TheOneDoubleN 12-31-2012 12:40 PM

Quote:

Originally Posted by krishk24 (Post 4225571)
The clutch is not slipping now. I drove it back home about 45 miles.

Then you're fine for now, just don't drag race on the drive home.

Quote:

Originally Posted by krishk24 (Post 4225571)
The roads are really steep in the SFO area- some of them as steep as 70 deg angle. I am not used to driving on such steep roads.

This was your issue. Spend some time (after you finish your trip home) learning to engage your clutch quickly and smoothly on flat ground. Then work on slight gradients (putting your front wheels on a large "roller-type" speed bump is a great way to practice hill starts without worrying about rolling back too far. It's something that only comes with practice. Just like when learning to ride a motorcycle, spend some time just figuring out exactly where the friction point is as you're letting your foot off the clutch pedal. When the car starts to shudder slightly, re-engage the clutch until it stops, lather, rinse, repeat, until you get a good feel for where that engagement is. The better you know your clutch engagement, the less you'll wear it out over time.


Quote:

Originally Posted by krishk24 (Post 4225571)
I do have a 500 mile trip - We could take a break halfway to give the car some cool off time. Is there a test that I can do myself - like say driving for sometime to see if its ok to take the car back home without having a mechanic look at it ? I am unable to get any appointments. let me know your thoughts, thank you

Don't worry about the trip home, your car sounds fine, just make a note to take it easy on the clutch. If you're rolling back too much, use the hill holder, that's exactly what it's for. In fact, you should probably rely on it regularly until you replace your clutch.

The clutch is really only worn when getting the car to start moving from a stop. Changing gears on the highway, or better yet, cruising in 6th for several hundred miles, isn't going to wear the clutch much at all if any (so long as you're not flooring it in every gear and driving like a dope). If you are rubbing the clutch a lot between gear changes, you need to learn how to change gears better.

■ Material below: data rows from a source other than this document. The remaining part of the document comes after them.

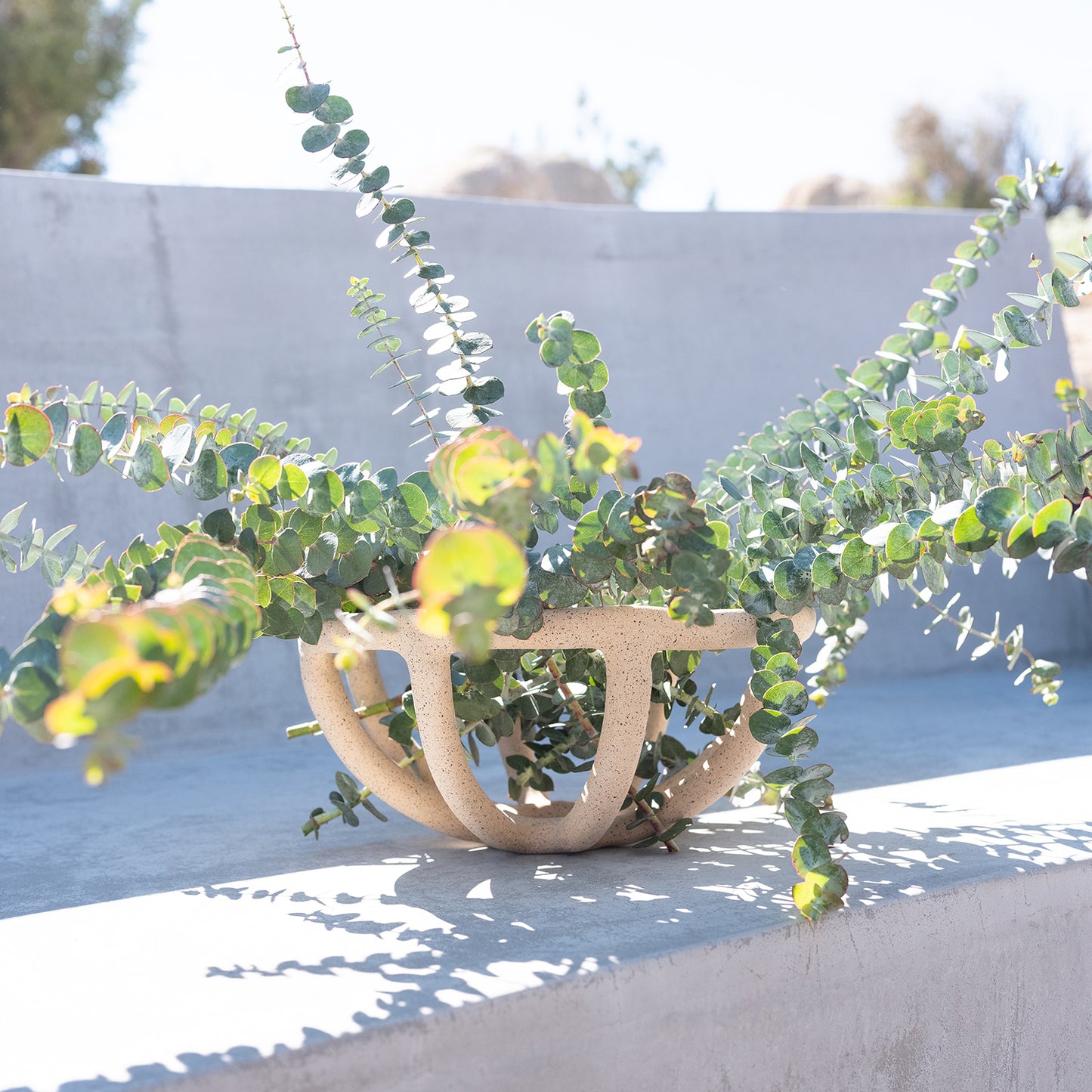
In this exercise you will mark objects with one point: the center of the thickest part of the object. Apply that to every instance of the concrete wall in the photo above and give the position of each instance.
(240, 295)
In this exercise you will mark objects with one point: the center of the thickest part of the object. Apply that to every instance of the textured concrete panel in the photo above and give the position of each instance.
(240, 295)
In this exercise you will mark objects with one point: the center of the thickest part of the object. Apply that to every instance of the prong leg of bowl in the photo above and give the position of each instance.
(625, 721)
(368, 688)
(399, 787)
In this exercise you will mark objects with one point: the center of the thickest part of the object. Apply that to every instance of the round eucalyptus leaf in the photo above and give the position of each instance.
(797, 741)
(790, 582)
(828, 827)
(970, 535)
(789, 698)
(353, 144)
(484, 391)
(29, 436)
(378, 178)
(209, 478)
(220, 524)
(319, 137)
(1050, 523)
(86, 449)
(586, 346)
(285, 556)
(757, 594)
(768, 726)
(858, 561)
(307, 98)
(809, 853)
(149, 468)
(826, 571)
(902, 545)
(399, 211)
(334, 110)
(998, 508)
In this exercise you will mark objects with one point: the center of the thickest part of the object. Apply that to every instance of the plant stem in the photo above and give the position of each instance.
(314, 729)
(312, 824)
(964, 626)
(578, 712)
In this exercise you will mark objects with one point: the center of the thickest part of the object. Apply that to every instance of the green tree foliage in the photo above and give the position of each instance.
(61, 64)
(957, 166)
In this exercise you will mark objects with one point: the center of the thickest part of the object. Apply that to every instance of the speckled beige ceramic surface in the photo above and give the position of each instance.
(449, 797)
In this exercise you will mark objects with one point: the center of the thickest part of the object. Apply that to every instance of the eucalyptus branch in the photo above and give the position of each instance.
(295, 41)
(314, 729)
(583, 721)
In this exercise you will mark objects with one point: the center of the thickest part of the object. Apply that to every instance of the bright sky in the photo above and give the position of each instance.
(744, 98)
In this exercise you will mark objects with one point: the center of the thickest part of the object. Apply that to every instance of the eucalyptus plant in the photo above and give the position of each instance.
(874, 481)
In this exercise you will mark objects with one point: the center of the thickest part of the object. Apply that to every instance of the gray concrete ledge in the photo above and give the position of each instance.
(962, 962)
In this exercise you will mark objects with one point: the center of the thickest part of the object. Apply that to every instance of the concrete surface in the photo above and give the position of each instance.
(240, 295)
(175, 924)
(417, 962)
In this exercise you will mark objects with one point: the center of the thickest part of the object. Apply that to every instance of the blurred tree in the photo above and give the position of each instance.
(61, 64)
(627, 169)
(957, 167)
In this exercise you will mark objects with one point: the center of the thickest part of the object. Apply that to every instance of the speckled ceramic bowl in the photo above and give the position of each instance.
(448, 797)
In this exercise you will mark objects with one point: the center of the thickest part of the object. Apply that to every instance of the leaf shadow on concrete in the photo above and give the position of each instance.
(339, 950)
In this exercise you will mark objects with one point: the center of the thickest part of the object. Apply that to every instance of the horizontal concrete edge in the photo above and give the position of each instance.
(981, 988)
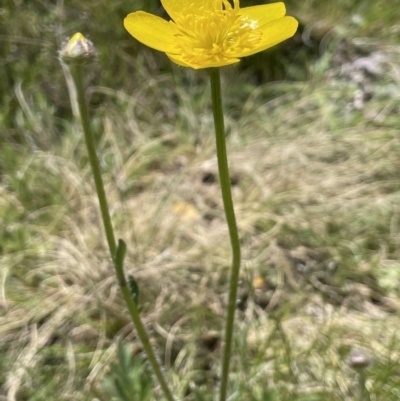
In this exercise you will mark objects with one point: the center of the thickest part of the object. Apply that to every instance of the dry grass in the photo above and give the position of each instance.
(315, 184)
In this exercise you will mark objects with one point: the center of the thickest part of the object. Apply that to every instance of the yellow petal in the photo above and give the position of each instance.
(262, 14)
(273, 33)
(178, 59)
(174, 8)
(151, 30)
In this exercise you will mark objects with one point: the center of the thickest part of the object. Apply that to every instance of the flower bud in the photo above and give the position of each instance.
(77, 50)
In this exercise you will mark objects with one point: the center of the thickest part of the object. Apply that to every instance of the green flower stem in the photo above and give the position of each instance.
(231, 220)
(117, 253)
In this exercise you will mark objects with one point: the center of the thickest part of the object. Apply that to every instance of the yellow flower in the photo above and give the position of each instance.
(211, 33)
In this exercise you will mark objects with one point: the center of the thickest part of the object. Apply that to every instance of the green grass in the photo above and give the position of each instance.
(315, 162)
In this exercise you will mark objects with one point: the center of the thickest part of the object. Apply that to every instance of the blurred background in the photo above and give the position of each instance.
(313, 135)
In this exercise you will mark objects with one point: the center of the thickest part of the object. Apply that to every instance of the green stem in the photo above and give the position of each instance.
(117, 253)
(231, 220)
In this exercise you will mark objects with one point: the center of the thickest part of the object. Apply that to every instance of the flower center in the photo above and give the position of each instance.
(215, 32)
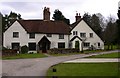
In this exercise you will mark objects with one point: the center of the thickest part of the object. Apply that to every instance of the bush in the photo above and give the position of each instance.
(24, 49)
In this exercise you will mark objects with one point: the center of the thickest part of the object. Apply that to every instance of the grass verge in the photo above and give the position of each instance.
(111, 55)
(84, 69)
(24, 56)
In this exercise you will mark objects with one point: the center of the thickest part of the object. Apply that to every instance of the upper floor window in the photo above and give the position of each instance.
(61, 36)
(86, 44)
(91, 35)
(61, 45)
(32, 46)
(75, 33)
(82, 35)
(49, 35)
(15, 34)
(31, 35)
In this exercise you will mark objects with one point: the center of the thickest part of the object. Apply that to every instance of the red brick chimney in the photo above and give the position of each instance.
(78, 17)
(46, 13)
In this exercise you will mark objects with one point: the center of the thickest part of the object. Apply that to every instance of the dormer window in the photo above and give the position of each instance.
(32, 35)
(15, 34)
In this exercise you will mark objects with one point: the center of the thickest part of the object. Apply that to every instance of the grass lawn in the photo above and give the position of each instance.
(23, 56)
(84, 69)
(66, 54)
(111, 55)
(85, 52)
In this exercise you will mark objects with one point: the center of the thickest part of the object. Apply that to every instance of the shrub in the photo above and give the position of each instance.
(24, 49)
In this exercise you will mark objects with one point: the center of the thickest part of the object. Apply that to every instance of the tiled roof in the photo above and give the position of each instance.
(41, 26)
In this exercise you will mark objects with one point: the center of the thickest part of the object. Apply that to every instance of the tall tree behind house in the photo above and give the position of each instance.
(94, 22)
(8, 19)
(118, 23)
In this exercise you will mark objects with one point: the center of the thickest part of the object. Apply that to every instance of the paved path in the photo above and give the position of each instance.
(38, 66)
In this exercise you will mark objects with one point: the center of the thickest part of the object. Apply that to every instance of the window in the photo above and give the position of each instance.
(61, 45)
(61, 36)
(75, 33)
(15, 34)
(15, 46)
(32, 46)
(49, 35)
(91, 35)
(31, 35)
(82, 35)
(98, 44)
(86, 44)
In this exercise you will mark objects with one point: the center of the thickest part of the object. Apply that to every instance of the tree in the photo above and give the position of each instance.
(95, 24)
(118, 26)
(87, 18)
(110, 33)
(58, 16)
(8, 19)
(102, 21)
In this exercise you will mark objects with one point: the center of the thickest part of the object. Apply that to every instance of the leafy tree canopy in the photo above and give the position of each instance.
(58, 16)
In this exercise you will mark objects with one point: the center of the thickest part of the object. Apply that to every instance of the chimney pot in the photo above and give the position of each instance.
(78, 17)
(46, 13)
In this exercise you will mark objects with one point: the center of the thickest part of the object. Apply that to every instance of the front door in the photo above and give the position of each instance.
(44, 44)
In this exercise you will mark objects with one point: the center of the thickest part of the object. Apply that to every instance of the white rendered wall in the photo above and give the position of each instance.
(82, 27)
(24, 37)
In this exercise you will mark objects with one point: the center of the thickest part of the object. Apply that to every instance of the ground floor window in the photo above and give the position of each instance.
(98, 44)
(61, 45)
(86, 44)
(32, 46)
(15, 46)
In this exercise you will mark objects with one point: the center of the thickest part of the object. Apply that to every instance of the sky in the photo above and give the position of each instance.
(33, 9)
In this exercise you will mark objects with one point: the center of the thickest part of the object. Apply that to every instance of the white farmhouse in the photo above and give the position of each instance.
(46, 34)
(84, 35)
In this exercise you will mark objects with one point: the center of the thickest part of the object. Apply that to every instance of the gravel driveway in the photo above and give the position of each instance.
(37, 66)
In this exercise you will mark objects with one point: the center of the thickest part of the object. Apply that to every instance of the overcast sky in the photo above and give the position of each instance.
(33, 9)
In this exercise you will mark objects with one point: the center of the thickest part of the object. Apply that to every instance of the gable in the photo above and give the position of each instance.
(15, 27)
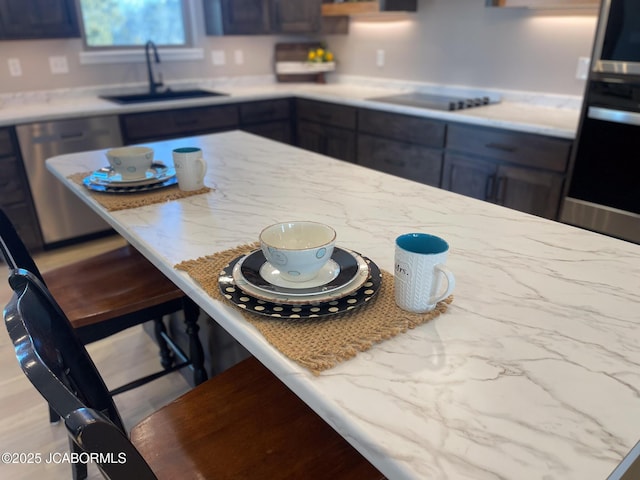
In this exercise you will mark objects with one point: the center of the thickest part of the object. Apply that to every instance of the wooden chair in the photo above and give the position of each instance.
(108, 293)
(243, 423)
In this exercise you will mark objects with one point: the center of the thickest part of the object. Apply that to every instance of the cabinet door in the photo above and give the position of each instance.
(334, 142)
(518, 148)
(529, 191)
(413, 162)
(469, 176)
(238, 17)
(298, 16)
(160, 125)
(24, 19)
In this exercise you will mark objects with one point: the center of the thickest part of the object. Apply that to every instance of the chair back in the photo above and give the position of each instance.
(59, 367)
(14, 251)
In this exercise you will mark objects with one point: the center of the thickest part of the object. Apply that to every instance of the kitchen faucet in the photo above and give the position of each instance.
(153, 85)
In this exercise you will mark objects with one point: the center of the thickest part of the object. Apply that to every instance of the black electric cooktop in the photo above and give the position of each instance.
(434, 101)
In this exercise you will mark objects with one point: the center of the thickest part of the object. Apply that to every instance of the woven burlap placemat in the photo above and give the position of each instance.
(123, 201)
(318, 343)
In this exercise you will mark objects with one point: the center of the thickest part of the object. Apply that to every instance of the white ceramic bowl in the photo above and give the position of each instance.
(298, 249)
(131, 163)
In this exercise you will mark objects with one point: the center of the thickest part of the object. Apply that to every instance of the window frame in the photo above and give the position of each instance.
(188, 16)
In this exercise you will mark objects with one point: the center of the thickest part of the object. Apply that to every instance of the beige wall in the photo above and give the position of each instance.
(458, 42)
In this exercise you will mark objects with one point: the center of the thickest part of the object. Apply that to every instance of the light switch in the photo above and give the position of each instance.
(58, 65)
(218, 57)
(15, 68)
(582, 70)
(239, 57)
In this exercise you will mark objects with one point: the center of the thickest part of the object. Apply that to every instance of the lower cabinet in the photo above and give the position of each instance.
(525, 189)
(327, 128)
(15, 195)
(404, 145)
(406, 160)
(268, 118)
(181, 122)
(522, 171)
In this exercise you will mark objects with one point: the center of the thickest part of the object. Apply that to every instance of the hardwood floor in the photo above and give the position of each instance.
(24, 420)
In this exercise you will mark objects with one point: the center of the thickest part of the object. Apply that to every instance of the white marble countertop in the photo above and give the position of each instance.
(534, 371)
(542, 114)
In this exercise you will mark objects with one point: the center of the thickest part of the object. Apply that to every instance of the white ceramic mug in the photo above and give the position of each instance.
(132, 163)
(419, 270)
(190, 168)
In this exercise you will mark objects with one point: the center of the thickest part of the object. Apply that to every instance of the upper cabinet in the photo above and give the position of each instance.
(298, 16)
(31, 19)
(564, 4)
(260, 17)
(368, 7)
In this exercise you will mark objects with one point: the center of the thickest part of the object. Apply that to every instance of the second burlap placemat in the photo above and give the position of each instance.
(123, 201)
(319, 343)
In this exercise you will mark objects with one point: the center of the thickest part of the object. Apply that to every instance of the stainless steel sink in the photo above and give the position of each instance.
(161, 96)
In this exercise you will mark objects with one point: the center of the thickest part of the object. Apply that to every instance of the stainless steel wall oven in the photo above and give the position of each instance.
(604, 190)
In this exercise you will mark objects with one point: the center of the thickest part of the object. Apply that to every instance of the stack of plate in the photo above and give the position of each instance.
(347, 281)
(107, 180)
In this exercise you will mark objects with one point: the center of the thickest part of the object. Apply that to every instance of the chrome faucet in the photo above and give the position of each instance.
(153, 85)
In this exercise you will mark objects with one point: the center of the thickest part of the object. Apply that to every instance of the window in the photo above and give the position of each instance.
(131, 23)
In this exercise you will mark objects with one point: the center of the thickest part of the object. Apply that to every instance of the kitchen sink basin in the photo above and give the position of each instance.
(161, 96)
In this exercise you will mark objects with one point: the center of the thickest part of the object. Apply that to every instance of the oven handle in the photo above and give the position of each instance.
(618, 116)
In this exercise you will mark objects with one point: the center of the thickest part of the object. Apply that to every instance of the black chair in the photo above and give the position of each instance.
(110, 292)
(243, 423)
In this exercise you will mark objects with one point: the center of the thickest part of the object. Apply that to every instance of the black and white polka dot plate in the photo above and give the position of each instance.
(282, 310)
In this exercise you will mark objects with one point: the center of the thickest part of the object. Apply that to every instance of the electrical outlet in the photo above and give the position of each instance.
(582, 70)
(58, 65)
(218, 57)
(238, 55)
(15, 68)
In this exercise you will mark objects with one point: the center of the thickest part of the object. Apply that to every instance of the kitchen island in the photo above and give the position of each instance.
(533, 372)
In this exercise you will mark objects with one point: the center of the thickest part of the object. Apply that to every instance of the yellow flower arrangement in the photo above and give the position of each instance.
(319, 55)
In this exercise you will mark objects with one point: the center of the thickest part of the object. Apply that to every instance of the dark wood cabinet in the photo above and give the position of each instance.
(410, 161)
(297, 16)
(32, 19)
(237, 17)
(327, 128)
(261, 17)
(403, 145)
(181, 122)
(268, 118)
(517, 170)
(15, 196)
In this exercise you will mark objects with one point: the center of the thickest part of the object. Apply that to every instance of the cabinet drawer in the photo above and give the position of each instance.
(6, 145)
(267, 111)
(413, 162)
(406, 128)
(180, 122)
(514, 147)
(327, 113)
(278, 131)
(11, 185)
(25, 223)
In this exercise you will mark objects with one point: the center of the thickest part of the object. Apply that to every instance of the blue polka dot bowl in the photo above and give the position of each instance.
(298, 250)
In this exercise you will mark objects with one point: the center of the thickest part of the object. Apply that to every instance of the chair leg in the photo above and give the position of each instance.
(166, 355)
(53, 416)
(78, 469)
(196, 353)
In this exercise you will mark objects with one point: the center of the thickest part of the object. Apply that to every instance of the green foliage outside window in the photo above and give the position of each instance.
(122, 23)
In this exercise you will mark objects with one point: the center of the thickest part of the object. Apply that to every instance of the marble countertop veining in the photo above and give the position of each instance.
(533, 373)
(541, 114)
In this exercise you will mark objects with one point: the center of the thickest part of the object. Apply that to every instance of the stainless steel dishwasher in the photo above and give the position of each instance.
(62, 216)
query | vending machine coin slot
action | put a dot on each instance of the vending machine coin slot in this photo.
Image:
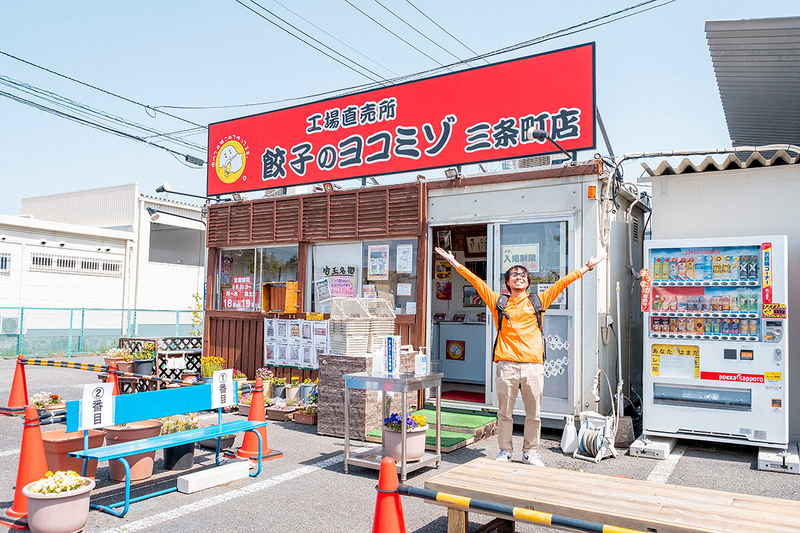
(773, 331)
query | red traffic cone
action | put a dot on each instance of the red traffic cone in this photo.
(249, 449)
(112, 378)
(32, 461)
(18, 399)
(388, 508)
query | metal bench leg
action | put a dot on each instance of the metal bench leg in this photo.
(457, 520)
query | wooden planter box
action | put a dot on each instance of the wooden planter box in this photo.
(303, 418)
(280, 415)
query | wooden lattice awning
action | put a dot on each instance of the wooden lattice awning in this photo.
(396, 210)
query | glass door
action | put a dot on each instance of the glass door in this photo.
(545, 249)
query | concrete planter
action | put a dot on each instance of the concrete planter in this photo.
(60, 512)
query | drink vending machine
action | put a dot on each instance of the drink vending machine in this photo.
(716, 357)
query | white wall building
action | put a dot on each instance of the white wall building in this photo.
(99, 248)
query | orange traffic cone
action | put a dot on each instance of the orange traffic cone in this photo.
(112, 378)
(32, 460)
(388, 508)
(249, 449)
(19, 392)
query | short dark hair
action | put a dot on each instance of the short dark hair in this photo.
(507, 275)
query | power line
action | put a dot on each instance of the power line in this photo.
(85, 122)
(317, 40)
(306, 42)
(415, 29)
(393, 33)
(90, 112)
(96, 88)
(444, 30)
(333, 37)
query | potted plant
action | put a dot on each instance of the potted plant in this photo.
(415, 436)
(278, 387)
(266, 376)
(307, 389)
(115, 355)
(282, 412)
(179, 457)
(209, 365)
(307, 415)
(144, 358)
(293, 389)
(59, 502)
(141, 464)
(48, 401)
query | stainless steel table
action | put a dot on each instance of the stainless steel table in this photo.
(404, 382)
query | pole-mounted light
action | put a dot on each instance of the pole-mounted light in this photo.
(534, 134)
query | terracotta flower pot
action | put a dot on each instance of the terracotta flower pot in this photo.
(415, 443)
(61, 512)
(58, 444)
(141, 464)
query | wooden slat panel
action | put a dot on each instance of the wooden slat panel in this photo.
(264, 221)
(287, 220)
(315, 218)
(372, 207)
(217, 228)
(342, 219)
(239, 231)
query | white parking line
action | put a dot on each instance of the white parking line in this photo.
(664, 469)
(172, 514)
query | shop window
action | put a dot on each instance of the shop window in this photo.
(240, 273)
(390, 272)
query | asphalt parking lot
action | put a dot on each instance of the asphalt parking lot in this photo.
(307, 490)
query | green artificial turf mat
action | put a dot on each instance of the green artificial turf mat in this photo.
(458, 420)
(448, 438)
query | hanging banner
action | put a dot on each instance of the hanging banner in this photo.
(471, 116)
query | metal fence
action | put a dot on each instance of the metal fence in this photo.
(67, 331)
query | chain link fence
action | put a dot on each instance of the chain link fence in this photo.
(33, 331)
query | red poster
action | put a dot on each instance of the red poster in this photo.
(471, 116)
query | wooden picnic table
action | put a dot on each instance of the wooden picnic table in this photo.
(620, 502)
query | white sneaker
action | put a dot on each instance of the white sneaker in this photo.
(532, 458)
(504, 456)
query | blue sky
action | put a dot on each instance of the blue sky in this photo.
(656, 88)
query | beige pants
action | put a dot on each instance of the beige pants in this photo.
(511, 378)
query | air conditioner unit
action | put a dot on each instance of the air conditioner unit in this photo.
(9, 325)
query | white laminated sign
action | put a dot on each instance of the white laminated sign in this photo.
(97, 406)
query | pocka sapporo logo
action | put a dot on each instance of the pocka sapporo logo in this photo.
(230, 158)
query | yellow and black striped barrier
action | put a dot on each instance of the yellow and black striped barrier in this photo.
(93, 367)
(512, 513)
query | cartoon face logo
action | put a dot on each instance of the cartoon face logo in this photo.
(230, 161)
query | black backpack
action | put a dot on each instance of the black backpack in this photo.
(502, 301)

Again, don't stress yourself out, even automatic trannies smell like burnt clutch when doing long climbs, it's normal. The stock clutch, like your stock brake pads, are made of organic material that smells a lot when they get hot, but it doesn't mean something has broken. Yes you may have severly reduced the life of your clutch, but it's perfectly fine to get you home. Stop worrying and enjoy the drive.

SubyDude81 12-31-2012 04:18 PM

How did you destroy the clutch on an 11'?
Not sure they will cover that as its obvious its been abused.

awalegacy 12-31-2012 04:34 PM

Driving a manual in San Francisco can be quite challenging. It's not hard to see how this can happen if you primarily drive on flat land.

You can roast the clutch a few times before it is so bad it won't get you home. Just keep the drivetrain load minimized.

hmmrdwn 12-31-2012 04:48 PM

I learned to drive on a vehicle with a worn out clutch. That was a treat. Eight inches of worthless travel and a half inch of engagement at end. I would be at an intersection with an incline and crap. Revving that baby and letting the clutch out....:spin: That clutch held up through me.

fredrik94087 01-01-2013 09:30 PM

Years ago...like 1980's, a one liner from a comedian in San Francisco was, "San Francisco, a Spanish word meaning my clutch is burnt out!"